Approval-Based Apportionment

TL;DR

This paper introduces a generalized approval-based apportionment framework that extends traditional methods, ensuring stable and representative committee selection with polynomial-time algorithms and desirable axiomatic properties.

Contribution

It proposes new apportionment rules based on approval ballots that generalize D'Hondt and satisfy strong axioms like core stability and extended justified representation.

Findings

Core-stable committees exist and can be computed efficiently.

Extended justified representation is compatible with house monotonicity.

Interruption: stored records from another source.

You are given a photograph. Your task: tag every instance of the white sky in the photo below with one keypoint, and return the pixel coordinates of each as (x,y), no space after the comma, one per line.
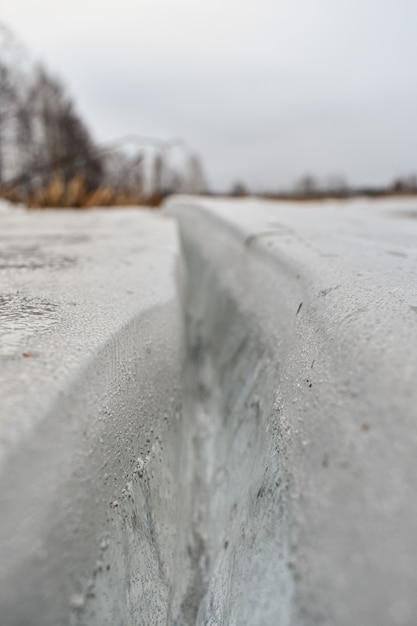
(263,90)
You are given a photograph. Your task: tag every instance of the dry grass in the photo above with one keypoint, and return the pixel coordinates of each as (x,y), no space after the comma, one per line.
(58,193)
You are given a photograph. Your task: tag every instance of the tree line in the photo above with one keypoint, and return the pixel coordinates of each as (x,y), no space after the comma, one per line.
(49,158)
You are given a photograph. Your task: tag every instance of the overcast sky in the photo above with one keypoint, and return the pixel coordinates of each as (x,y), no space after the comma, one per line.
(264,90)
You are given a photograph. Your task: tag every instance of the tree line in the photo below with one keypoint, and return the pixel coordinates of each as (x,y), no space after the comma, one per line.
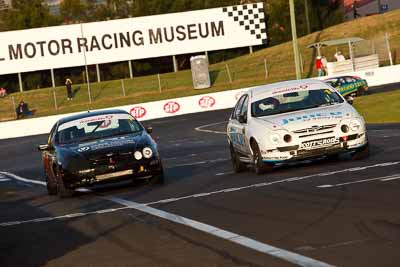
(27,14)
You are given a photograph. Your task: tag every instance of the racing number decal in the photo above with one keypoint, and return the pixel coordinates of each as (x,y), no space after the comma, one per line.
(237,138)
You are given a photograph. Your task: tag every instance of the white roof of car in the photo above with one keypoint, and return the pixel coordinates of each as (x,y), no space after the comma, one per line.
(285,87)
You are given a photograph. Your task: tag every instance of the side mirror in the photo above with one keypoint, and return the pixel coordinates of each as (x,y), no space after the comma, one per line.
(349,100)
(44,147)
(242,118)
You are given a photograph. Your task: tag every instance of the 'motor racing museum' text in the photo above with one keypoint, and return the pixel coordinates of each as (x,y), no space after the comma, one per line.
(132,38)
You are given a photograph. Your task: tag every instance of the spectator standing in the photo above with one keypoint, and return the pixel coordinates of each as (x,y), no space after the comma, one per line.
(22,110)
(68,86)
(324,62)
(318,66)
(339,57)
(3,92)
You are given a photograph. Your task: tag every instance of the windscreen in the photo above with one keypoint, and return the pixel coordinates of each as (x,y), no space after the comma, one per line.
(294,101)
(97,127)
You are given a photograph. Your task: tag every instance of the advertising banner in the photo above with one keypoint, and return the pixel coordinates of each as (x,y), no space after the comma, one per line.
(132,38)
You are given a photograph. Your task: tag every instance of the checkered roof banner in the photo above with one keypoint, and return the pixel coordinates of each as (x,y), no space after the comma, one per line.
(251,17)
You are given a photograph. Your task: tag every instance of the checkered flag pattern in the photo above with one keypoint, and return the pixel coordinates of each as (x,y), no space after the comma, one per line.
(251,17)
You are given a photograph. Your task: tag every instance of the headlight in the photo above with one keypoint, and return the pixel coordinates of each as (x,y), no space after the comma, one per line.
(147,152)
(275,139)
(355,125)
(344,128)
(138,155)
(83,172)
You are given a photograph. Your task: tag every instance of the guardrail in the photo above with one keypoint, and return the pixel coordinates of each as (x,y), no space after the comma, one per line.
(180,106)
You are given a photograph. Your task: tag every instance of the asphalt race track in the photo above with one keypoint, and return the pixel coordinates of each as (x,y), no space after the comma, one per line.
(320,213)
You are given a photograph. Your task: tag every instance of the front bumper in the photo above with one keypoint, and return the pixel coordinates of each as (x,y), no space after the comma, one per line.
(294,153)
(145,168)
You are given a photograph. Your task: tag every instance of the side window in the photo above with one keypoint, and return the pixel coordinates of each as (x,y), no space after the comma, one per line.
(245,106)
(52,133)
(238,108)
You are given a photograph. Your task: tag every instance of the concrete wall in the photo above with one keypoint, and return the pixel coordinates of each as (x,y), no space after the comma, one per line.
(179,106)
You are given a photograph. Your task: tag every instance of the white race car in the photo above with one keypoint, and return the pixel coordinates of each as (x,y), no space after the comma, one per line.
(293,120)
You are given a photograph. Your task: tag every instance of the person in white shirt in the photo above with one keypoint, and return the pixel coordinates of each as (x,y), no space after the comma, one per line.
(339,56)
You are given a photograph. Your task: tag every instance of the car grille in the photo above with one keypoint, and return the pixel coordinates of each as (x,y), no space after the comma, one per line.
(315,130)
(107,159)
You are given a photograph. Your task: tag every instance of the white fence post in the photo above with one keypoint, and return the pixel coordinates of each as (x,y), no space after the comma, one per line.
(159,81)
(123,87)
(388,48)
(266,68)
(55,99)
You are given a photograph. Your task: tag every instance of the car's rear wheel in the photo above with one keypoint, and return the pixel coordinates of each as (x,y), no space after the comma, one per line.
(361,153)
(259,166)
(159,178)
(51,186)
(238,166)
(62,190)
(361,91)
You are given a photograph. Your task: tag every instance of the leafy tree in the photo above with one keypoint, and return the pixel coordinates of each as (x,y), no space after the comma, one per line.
(28,14)
(73,11)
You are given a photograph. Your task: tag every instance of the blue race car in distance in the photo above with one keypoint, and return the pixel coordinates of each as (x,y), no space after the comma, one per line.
(349,85)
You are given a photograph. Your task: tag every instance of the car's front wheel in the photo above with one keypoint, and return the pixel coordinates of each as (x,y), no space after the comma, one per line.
(259,166)
(238,166)
(51,186)
(361,91)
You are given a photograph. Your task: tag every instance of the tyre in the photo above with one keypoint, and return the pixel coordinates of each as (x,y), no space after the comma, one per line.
(361,153)
(259,166)
(51,186)
(62,190)
(159,178)
(238,166)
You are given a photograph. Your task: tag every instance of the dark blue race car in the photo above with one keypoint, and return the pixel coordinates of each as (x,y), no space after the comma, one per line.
(98,147)
(349,85)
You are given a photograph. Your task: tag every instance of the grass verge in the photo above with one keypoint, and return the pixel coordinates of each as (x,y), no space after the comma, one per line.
(380,108)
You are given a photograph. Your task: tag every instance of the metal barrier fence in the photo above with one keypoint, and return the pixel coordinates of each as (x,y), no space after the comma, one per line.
(252,69)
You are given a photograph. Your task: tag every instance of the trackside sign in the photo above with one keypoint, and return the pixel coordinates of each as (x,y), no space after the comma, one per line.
(133,38)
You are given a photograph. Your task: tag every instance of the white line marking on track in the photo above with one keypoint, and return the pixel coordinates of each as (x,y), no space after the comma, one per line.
(199,162)
(383,179)
(391,178)
(21,179)
(198,195)
(200,128)
(224,173)
(282,254)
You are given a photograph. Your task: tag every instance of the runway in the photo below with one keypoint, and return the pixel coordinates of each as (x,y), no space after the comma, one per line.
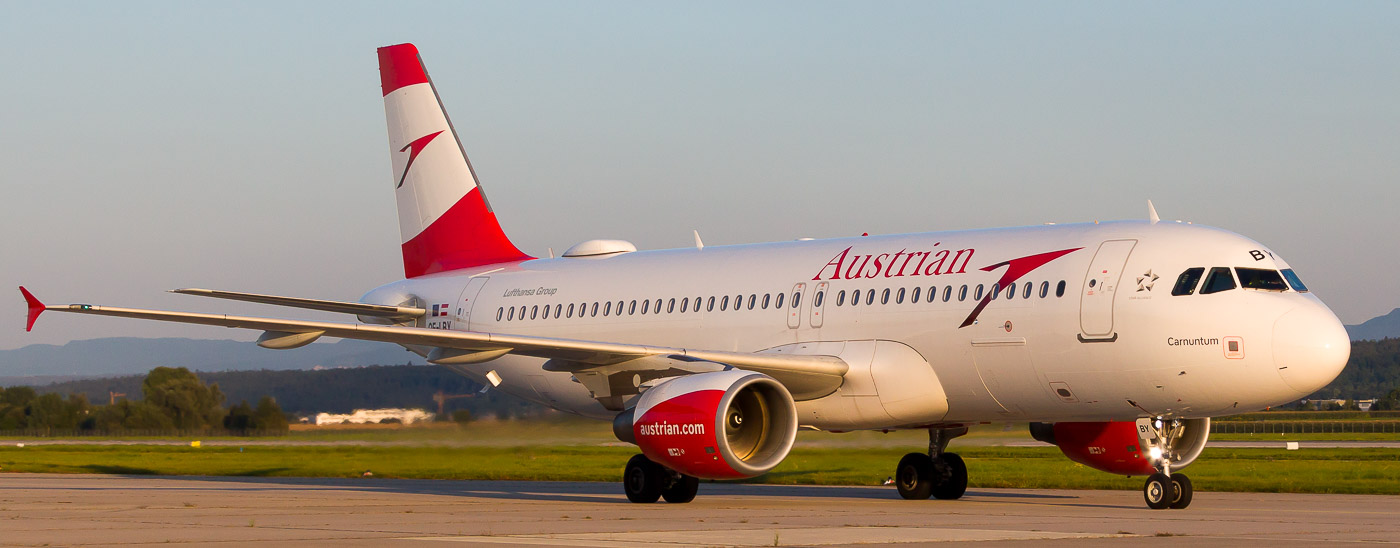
(42,509)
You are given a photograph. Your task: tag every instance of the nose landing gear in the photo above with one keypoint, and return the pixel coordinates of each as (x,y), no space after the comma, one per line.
(1164,489)
(938,474)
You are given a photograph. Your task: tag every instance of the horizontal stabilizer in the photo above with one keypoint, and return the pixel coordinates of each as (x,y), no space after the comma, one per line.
(359,309)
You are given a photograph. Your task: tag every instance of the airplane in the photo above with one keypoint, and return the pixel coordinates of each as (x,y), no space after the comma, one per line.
(1116,341)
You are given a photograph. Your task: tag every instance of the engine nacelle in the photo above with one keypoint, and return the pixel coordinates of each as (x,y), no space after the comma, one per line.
(723,425)
(1119,449)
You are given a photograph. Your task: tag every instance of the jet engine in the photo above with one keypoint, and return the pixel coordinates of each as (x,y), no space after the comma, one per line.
(723,425)
(1126,447)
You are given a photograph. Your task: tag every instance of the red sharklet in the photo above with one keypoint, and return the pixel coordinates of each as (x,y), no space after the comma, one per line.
(35,309)
(1015,269)
(466,236)
(401,66)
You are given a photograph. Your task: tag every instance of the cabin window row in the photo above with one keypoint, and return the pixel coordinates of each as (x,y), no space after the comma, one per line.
(660,306)
(948,293)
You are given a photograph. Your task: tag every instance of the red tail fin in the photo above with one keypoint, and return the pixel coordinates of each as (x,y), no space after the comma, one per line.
(35,309)
(445,222)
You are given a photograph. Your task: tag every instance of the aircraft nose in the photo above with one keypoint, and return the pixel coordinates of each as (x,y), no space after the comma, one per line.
(1311,346)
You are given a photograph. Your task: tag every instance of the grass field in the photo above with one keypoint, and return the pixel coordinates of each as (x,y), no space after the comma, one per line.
(567,451)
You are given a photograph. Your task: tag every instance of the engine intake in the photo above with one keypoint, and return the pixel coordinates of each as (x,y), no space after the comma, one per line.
(1117,447)
(723,425)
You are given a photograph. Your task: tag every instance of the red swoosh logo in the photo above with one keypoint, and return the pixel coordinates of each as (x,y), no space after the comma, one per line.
(1015,269)
(413,153)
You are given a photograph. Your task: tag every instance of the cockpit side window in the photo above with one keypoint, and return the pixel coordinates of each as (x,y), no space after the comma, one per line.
(1220,279)
(1294,281)
(1186,283)
(1257,278)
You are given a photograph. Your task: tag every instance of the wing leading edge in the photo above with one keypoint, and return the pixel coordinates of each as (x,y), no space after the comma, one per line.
(807,377)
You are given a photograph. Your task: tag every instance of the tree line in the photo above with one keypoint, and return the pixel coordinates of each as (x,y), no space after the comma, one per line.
(172,398)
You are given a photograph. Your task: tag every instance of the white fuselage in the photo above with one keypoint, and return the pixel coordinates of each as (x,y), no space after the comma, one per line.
(1113,346)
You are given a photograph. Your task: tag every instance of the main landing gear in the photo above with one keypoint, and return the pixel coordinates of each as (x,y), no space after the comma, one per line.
(1164,489)
(938,474)
(647,481)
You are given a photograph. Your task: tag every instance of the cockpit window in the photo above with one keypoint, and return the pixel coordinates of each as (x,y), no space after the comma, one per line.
(1257,278)
(1186,283)
(1218,281)
(1294,281)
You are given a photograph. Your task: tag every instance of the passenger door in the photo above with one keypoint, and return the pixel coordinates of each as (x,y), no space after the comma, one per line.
(1099,288)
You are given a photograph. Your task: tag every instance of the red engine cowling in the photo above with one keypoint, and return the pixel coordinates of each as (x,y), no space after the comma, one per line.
(1116,447)
(723,425)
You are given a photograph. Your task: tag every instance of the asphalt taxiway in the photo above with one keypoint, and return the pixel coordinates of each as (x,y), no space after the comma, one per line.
(42,509)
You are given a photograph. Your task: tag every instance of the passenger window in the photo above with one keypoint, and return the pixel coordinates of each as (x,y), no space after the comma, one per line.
(1257,278)
(1187,281)
(1220,279)
(1294,281)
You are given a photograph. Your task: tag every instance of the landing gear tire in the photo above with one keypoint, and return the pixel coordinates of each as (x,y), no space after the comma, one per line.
(1180,491)
(643,480)
(1158,491)
(955,482)
(914,477)
(681,489)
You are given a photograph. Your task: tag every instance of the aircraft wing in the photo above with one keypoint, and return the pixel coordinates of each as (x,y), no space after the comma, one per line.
(359,309)
(805,376)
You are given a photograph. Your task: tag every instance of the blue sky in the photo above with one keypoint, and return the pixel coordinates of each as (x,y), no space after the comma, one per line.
(149,146)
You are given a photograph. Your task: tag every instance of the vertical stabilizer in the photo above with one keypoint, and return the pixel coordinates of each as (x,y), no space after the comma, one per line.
(445,222)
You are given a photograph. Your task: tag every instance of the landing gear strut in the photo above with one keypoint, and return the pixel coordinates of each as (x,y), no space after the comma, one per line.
(938,474)
(1164,489)
(646,481)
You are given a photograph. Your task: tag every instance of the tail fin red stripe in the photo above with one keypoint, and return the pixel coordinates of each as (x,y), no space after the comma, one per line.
(401,66)
(438,247)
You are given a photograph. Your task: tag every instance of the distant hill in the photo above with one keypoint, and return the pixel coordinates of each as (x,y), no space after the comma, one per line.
(118,356)
(1376,328)
(338,390)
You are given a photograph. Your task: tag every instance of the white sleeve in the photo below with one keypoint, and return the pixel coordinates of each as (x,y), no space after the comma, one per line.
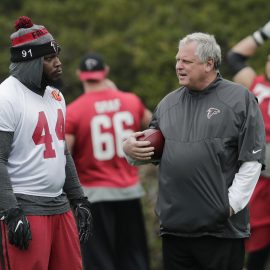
(243,184)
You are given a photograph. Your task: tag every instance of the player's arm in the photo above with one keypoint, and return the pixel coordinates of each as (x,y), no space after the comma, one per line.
(239,54)
(243,185)
(78,201)
(7,197)
(19,233)
(147,116)
(70,141)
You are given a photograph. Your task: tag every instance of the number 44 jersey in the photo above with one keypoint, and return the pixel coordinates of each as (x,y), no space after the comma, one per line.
(36,164)
(100,121)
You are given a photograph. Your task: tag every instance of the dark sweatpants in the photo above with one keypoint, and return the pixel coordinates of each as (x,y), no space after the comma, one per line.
(119,238)
(202,253)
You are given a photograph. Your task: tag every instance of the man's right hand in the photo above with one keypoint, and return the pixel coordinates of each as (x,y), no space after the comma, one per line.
(266,30)
(138,150)
(19,233)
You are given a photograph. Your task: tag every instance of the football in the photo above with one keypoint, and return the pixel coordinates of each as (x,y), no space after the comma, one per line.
(157,141)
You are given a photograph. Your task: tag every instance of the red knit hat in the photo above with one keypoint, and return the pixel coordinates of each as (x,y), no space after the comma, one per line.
(31,41)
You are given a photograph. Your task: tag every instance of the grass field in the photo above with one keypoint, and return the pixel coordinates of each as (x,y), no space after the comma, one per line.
(149,181)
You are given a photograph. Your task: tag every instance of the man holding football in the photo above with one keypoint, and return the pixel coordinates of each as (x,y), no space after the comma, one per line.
(212,158)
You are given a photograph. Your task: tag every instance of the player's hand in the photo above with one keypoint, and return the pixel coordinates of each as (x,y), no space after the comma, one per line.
(19,233)
(84,218)
(139,150)
(266,29)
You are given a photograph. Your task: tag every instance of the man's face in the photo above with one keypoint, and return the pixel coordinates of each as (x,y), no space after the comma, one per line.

The rules provide better representation guarantees than traditional multiwinner methods.

Abstract

In the apportionment problem, a fixed number of seats must be distributed among parties in proportion to the number of voters supporting each party. We study a generalization of this setting, in which voters can support multiple parties by casting approval ballots. This approval-based apportionment setting generalizes traditional apportionment and is a natural restriction of approval-based multiwinner elections, where approval ballots range over individual candidates instead of parties. Using techniques from both apportionment and multiwinner elections, we identify rules that generalize the D'Hondt apportionment method and that satisfy strong axioms which are generalizations of properties commonly studied in the apportionment literature. In fact, the rules we discuss provide representation guarantees that are currently out of reach in the general setting of multiwinner elections: First, we show that core-stable committees are guaranteed to exist and can be found in polynomial time. Second, we demonstrate that extended justified representation is compatible with committee monotonicity (also known as house monotonicity).